Od 40 lat Brytyjczycy nie mieli tak dobrze przygotowanego kandydata na szefa rządu. May była ministrem transportu, kultury, ochrony środowiska, pracy, zabezpieczeń socjalnych, edukacji i przez ostatnich sześć lat – szefową MSW. Kierowała też Partią Konserwatywną.
– To pracoholiczka. Nie ma wielkiej wizji politycznej, jest pragmatyczna. Zanim rozpocznie formalne negocjacje rozwodowe z Brukselą, będzie chciała w kontaktach z przywódcami największych państw Unii ocenić, co jest możliwe. I potem podejmie decyzje – mówi „Rz" Malcolm Chalmers, wicedyrektor londyńskiego Royal United Services Institute (RUSI).
Pewne ręce
W normalnych okolicznościach May nie zostałaby premierem. W czasie referendum była przecież lojalna wobec Camerona, opowiadając się za pozostaniem kraju w Unii, choć naciskała na wyjście z europejskiej konwencji praw człowieka. Teraz pałeczkę powinni więc przejąć zwycięzcy głosowania, Boris Johnson czy Michael Gove. Jednak okazali się tak nieprzygotowani do wzięcia odpowiedzialności za losy kraju, a panika na rynkach narastała z taką siłą, że dla deputowanych torysów priorytetem musiało być oddanie zarówno kraju, jak i Partii Konserwatywnej, w pewne ręce.

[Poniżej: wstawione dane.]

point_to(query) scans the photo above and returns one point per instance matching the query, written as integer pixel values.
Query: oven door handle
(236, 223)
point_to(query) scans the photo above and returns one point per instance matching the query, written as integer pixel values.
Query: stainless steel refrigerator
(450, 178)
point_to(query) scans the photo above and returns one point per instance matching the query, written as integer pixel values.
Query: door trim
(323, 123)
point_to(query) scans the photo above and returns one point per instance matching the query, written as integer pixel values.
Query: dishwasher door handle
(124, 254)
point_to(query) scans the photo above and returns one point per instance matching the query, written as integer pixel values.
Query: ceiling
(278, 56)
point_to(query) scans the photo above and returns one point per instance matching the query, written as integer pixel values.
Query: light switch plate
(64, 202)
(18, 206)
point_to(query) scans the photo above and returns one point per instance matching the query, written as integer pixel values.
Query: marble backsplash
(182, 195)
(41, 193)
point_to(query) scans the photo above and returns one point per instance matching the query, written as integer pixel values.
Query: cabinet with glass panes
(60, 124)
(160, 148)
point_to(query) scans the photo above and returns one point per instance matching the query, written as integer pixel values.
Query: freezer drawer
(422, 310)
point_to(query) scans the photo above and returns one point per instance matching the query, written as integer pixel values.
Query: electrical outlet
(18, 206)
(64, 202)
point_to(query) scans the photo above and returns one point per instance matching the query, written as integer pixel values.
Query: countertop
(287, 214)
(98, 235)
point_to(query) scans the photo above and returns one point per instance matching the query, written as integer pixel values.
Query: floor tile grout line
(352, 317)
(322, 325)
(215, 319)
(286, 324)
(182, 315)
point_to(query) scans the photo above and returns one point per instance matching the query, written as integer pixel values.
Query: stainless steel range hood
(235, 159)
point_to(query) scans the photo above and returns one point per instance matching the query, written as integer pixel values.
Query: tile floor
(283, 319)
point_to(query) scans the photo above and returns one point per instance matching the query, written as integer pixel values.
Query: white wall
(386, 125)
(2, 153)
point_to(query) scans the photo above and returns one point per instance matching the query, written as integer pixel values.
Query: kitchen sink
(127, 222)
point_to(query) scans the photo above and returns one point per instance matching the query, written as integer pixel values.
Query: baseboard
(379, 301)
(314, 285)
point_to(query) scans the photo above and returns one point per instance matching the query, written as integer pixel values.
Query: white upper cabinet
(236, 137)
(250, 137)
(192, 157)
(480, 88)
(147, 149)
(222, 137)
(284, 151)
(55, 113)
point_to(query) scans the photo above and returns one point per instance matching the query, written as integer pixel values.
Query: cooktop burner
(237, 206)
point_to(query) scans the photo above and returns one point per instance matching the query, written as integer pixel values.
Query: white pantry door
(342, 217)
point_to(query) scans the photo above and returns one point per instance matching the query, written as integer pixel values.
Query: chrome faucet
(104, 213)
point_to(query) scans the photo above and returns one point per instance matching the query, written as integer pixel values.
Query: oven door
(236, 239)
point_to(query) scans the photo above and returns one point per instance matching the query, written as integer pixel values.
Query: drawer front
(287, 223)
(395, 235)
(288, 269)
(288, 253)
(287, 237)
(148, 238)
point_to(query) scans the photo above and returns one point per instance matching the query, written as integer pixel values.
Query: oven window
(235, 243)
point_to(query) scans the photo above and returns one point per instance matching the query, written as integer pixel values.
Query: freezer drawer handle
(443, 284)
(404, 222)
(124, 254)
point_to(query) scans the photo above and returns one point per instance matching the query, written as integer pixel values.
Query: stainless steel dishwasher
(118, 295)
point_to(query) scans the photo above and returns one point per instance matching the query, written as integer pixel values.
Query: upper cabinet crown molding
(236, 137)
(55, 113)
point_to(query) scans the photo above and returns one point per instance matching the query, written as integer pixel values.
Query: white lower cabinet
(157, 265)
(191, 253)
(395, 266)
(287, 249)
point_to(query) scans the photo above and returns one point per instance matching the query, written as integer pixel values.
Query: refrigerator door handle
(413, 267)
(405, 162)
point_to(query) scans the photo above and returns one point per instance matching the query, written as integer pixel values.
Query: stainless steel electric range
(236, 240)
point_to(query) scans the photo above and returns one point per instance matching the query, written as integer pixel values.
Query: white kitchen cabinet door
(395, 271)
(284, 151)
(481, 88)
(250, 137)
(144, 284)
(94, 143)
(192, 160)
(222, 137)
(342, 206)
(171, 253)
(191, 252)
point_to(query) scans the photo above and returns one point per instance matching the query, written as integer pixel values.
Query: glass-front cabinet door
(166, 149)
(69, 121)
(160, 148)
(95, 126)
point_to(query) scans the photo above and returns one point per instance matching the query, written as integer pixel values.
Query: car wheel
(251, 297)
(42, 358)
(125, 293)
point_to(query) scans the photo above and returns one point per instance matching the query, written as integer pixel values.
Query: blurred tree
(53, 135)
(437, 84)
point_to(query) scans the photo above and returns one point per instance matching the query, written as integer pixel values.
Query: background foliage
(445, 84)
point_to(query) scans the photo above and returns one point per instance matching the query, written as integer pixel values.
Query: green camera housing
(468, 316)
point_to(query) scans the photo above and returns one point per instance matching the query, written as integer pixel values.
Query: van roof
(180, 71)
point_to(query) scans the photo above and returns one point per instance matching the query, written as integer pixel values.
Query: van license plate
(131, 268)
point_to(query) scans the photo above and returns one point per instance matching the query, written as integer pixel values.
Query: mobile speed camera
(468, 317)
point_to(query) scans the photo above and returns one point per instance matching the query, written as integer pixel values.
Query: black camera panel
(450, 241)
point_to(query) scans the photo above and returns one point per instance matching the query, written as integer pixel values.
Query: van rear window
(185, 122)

– Nie przez przypadek właśnie teraz premierem zostaje kobieta. Szklany sufit męskiego świata mogła przebić tylko w czasach głębokiego kryzysu, gdy dotychczasowy establishment zawiódł – mówi Chalmers.
Już wcześniej pierwszą minister Szkocji ogłoszono Nicolę Sturgeon – po zwycięstwie idei Brexitu zwolenniczkę przeprowadzenia nowego referendum w sprawie niepodległości prowincji. Pojedynek obu pań zapowiada się emocjonująco, bo Sturgeon chce „zrobić wszystko, aby Szkocja pozostała w Zjednoczonej Europie".